Other factors will accelerate this trend. Participation in the labor force - especially among males - typically drops at age 55, largely because that's when many early-retirement programs kick in. Participation in the labor force falls again when males reach age 62, when eligibility for Social Security early retirement takes effect.
The biggest impact on business will be attracting and retaining critical workers. As the workforce shrinks, attraction and retention will only become more critical to a business's success and continued growth.
"Older workers will be a resource, more than they'll be a burden," argues Herman. With a continuing labor shortage, business "should be looking for all the people they can find to get on board."
A 1999 survey sponsored by the American Association of Retired Persons (AARP)indicates that most baby boomers intend to remain in the workplace once they reach - and pass - traditional retirement age. Boomers envisioned "a very novel type of retirement," the survey said. Eight out of 10 boomers believe they will work in some manner, for enjoyment or financial need, long past age 65 or 67.
Yet blending a workplace of older workers with younger supervisors can create some thorny cultural and managerial problems. Herman argues that smart companies already are enlarging their diversity initiatives to encompass more than just racial issues. The goal is to "build tolerance and honoring of people who are different from you," he explains.
That impetus for compromise, understanding, and appreciation of the differences among workers will lead, Herman hopes, to a different kind of management that he calls "facilitative leadership." This style of management appeals, ironically, to those who most recently entered the full-time workforce.

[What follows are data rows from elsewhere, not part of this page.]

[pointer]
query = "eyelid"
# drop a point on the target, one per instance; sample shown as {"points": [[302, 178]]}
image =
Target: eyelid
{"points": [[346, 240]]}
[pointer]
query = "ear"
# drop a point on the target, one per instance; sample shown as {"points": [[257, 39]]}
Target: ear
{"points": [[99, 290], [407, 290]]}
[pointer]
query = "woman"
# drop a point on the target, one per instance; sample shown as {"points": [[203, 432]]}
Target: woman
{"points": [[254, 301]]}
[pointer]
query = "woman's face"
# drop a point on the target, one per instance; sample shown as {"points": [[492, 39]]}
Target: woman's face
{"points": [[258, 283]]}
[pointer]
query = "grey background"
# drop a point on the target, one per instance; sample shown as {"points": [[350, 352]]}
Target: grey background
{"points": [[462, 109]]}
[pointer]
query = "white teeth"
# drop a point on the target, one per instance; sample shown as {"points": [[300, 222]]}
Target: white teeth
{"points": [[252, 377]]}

Facilitative leadership comes from managers doing three simple things well. The first, Herman says, is defining what's desired from a job or project. Second is providing the employee with all the tools and resources needed to achieve the results. And third, "Get out of the way!" says Herman. That means: Let people use their skills and processes to accomplish the task their way.
Ask the older worker to stick around
Judy, the Hudson Institute analyst, offers businesses some ideas on how to mitigate the looming retirement wave. First, he suggests, businesses should identify what he calls the "older-keepers" among your workforce.

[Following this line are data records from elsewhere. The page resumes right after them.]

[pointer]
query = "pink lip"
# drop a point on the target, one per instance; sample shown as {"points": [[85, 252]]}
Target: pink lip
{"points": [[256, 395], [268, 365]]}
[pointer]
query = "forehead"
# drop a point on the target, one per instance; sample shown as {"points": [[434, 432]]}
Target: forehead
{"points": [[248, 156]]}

These are the graying workers whose knowledge, skills, experience, and business contacts are so valuable that you cannot bear to lose them early. Judy urges businesses to come up with ways to keep these war-horses on staff a little longer. At the same time, of course, businesses must prepare replacements for these keepers of institutional memory, and assign the younger employees as understudies to the senior ones.
Another strategy is to change workplace and compensation practices to make it more congenial to older workers. That might include offering older workers more flexible schedules, and job-sharing and part-time job opportunities. Offering more flexibility in benefit programs and health coverage, too, may lure older workers to stay on the payroll longer.

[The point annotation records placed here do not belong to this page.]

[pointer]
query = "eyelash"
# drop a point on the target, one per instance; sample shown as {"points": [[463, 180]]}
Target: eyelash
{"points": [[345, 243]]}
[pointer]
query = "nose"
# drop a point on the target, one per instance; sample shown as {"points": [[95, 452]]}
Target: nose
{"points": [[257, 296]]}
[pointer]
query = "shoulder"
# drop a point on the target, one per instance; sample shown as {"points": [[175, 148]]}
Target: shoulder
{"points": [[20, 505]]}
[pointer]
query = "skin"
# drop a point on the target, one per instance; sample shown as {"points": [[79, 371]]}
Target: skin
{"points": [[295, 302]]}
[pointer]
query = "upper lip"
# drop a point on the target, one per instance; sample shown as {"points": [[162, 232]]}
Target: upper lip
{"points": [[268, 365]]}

Businesses may want to accommodate their physical limitations by placing benches near elevators, providing easier-to-read computer screens, and providing workers with more ergonomically acceptable office furniture.
Businesses also should plan for a future of fewer workers. Analyst Judy says companies must look at how to re-engineer their production processes, capital equipment, and product mixes to enable them to operate productively with fewer employees.
If that doesn't work, Judy supposes you can always move your operations to areas that have the workers, such as Florida, Arizona, and other sunny bastions of the active elderly.
More age discrimination in the forecast?
As the working population ages, observers worry that there will be an increase in the number of discrimination lawsuits brought by older workers who've lost their jobs.
Brenda Eckert, a partner in the New England labor and employment-practice firm of Shipman & Goodwin, says it's important for employers to get their reductions in force (RIF) right.
"The area of exit incentive packages, reorganizations, RIFS and getting releases - this is a very complex area," she says.
"If a company is thinking about a RIF," she adds, "the first thing you need to do is talk to a lawyer," to ensure that your operations stay in line with requirements of the Older Worker's Benefit Protection Act and the Age Discrimination in Employment Act.
The liability issue aside, Eckert also advises HR managers to treat layoffs and RIFs individually. "Look at people as individuals," she says. "Make no assumptions. If you make a decision about jobs that is adverse, give them a reason that indicates age is no focus."
The single biggest reason cited by the Equal Employment Opportunity Commission when determining whether age discrimination in the workplace has occurred is lack of communication, Eckert says. "It sounds so trite, but if you give people legitimate reasons [for a layoff or RIF], they'll think twice before suing you."